De auteur heeft vervolgens 469 pagina’s nodig om dit ingrijpende en omvangrijke verhaal te vertellen. Hij doet dat onderhoudend, beschrijvend en hier en daar analyserend. Het boek is toegankelijk maar stelt door de enorme gedetailleerdheid aan feiten, getallen en gebeurtenissen de geïnteresseerde lezer af en toe wel op de proef. Zoals de oorlog een uithoudingsslag was, zo geldt dan soms ook voor het lezen van dit boek al wordt het verhaal helder verteld. Er is echter zoveel te vertellen omdat er zoveel is gebeurd!


De lezer raakt door het omvangrijke verhaal wel onder de indruk van wat er zich in deze oorlogsjaren heeft afgespeeld: de hoeveelheid veldslagen met de daarbij behorende verliezen zijn gigantisch én ze komen ook zo zinloos over omdat ze aan het militair-strategisch belang niets toevoegen. De lezer verbaast zich dan ook over de volhardendheid van regeringen en legerleiding die van geen ophouden weten en de zware verliezen blijkbaar gelaten accepteren. Veel gesneuvelde soldaten zijn nooit geborgen maar desondanks zijn er later maar liefst 600 begraafplaatsen voor de slachtoffers ingericht. Dit aantal maakt de lezer stil en doet iets van de omvangrijke tragiek beseffen.

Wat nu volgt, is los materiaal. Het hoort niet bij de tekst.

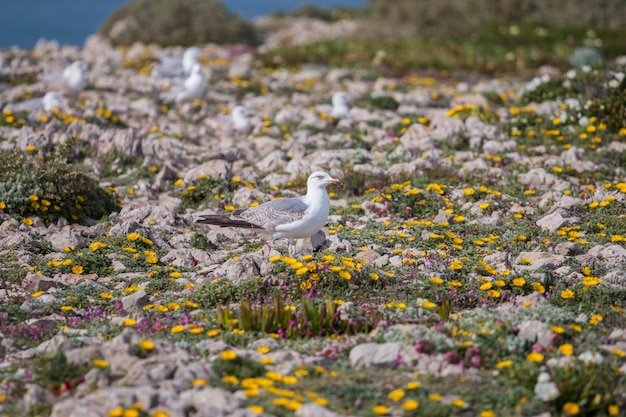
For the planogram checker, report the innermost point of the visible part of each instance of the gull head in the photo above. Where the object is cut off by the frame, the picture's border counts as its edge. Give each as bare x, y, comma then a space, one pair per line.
321, 180
190, 58
196, 69
340, 99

Het boek begint boeiend met de aanloop naar de oorlog en legt op interessante wijze uit wat er in de zomer van 1914 allemaal heeft plaatsgevonden. Zoals bekend ligt de aanleiding in de moordaanslag op de Oostenrijkse kroonprins Frans Ferdinand in Serajewo. Na de nodige omhaal zocht Oostenrijk met steun van bondgenoot Duitsland de oorlog om Servië de les te lezen maar in feite om zichzelf als land te bewijzen. Het is al gauw Duitsland die de regie neemt en de oorlog bepaalt.


Regelmatig trekt de auteur – gerenommeerd historicus – lijnen naar de latere geschiedenis en laat daarin parallellen en verschillen zien. Zijn analyse is dat men het conflict rond de moordaanslag ánders had kunnen oplossen wanneer men de crisis via de diplomatieke weg had proberen te beheersen. Zo liep het helaas niet: het ene na het andere land raakte in de oorlog betrokken en in het begin was er zelfs een euforische stemming: het volk wílde oorlog.


De beschrijving van eindeloze gevechten in loopgraven, de onvoorstelbaar grote verliezen aan weerszijden, de minimale terreinwinst, het onophoudelijk inbrengen van nieuwe manschappen, materieel en militaire plannen, vullen voor het grootste deel dit boek. De schrijver doet dat op goede wijze, is duidelijk in zijn beschrijvingen, weet sfeer te schilderen, voert interessante details op en schetst ook regelmatig een totaalbeeld van wat er zich op de slagvelden afspeelt.


In België en het noorden van Frankrijk ontstaat na verloop van tijd een lang front waar beide partijen zich ingraven en linies bouwen met een ingewikkeld loopgravenstelsel. Het landschap en de daar aanwezige dorpen hebben er zwaar onder te lijden, worden ernstig verwoest door de vele intense en langdurige bombardementen over en weer. Van de Noordzee tot aan Zwitserland is de lengte van de linie 750 km. In de winter van 1914 ontstaat een impasse: ‘In de vier maanden tussen de mobilisatie en de verstarring van het front was hij veranderd van vijandelijkheden zonder actie tot rustige vijandelijkheden met een hoogst agressief intermezzo’, pag. 156.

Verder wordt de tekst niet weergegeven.